Wednesday, April 9, 2014

Book Review: Blackmoore by Julianne Donaldson (Whitney Finalist 2013)

Title: Blackmoore
Author: Julianne Donaldson
Enjoyment Rating: ***
Source: Digital Copy
This book would be rated: PG

Most young women are, from time to time, embarrassed by their families. But Kate Worthington is mortified by the behavior of hers. Her sister eloped last year. Her mother carries on scandalous flirtations with men who are not her husband. And everyone in England seems to know about it, and hold it against Kate. As a result, Kate has decided that she will never marry-- instead she will go to India with an aunt, but first, she wants to visit Blackmoore, the home of her childhood friend Henry. Kate's mother agrees that her daughter can go to India on one condition-- that she secure three marriage proposals during her time at Blackmoore. So Kate sets out to accomplish that goal.

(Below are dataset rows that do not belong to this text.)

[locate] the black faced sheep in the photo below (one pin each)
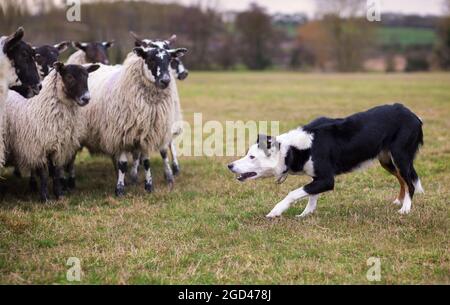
(44, 130)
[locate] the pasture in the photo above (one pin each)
(211, 229)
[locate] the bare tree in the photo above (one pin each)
(255, 37)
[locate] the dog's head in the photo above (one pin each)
(261, 161)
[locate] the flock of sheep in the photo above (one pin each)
(50, 110)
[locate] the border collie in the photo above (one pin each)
(329, 147)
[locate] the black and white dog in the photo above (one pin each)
(328, 147)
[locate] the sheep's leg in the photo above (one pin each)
(17, 173)
(43, 176)
(175, 163)
(69, 183)
(168, 174)
(57, 183)
(135, 167)
(122, 166)
(148, 173)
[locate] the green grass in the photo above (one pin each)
(211, 229)
(405, 36)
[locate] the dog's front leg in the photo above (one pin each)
(286, 202)
(311, 207)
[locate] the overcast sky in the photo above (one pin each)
(422, 7)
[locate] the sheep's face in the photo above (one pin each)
(48, 55)
(157, 63)
(75, 81)
(176, 64)
(181, 72)
(96, 52)
(22, 58)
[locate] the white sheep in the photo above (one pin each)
(178, 71)
(43, 131)
(17, 67)
(132, 109)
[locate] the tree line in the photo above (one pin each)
(339, 39)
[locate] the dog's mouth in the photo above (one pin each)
(245, 176)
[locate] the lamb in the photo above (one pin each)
(43, 132)
(17, 67)
(132, 110)
(92, 52)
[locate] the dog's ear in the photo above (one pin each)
(267, 143)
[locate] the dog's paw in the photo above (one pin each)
(404, 211)
(273, 214)
(304, 214)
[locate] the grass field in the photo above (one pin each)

A few weeks ago my daughter Maren, who is seven, asked me a question: "Mom, why is it that Frozen is set in the past, and everyone wears dresses and rides horses, but everyone acts and talks like they're from our time?" Of course, Maren is one perceptive and precocious girl, and she got me thinking. I was reading Blackmoore at the time, and the "problem" she presented with Frozen is one that seems to plague historical romances, and especially seems present in Blackmoore. I think historical novels are tricky, because they put readers back into a certain time and place, with certain social conventions, and manners of speech. Sometimes an author will, for example, work so hard at accurately portraying Renaissance dialect that it gets in the way of the story. We have a problem with some of the stories in the bible because men and women don't follow the same roles they did back then, and it's also a challenge for authors not to plop a modern heroine into a historical novel. Unfortunately, that's what I think that's what Donaldson does in Blackmoore. Kate (which seems like such a modern version of Katherine) wants what modern girls want-- freedom to live and travel and experience life freely. And while I can understand that she comes to this approach both from the bad examples of her mother and sister and some kind of altruistic sense of love for Henry, it's interesting to me that she doesn't seem to have a sense of self-preservation beyond the trip to India. This was an intriguing novel that kept my attention, but sometimes that attention was drawn to the historical v. modern problems that the story presents.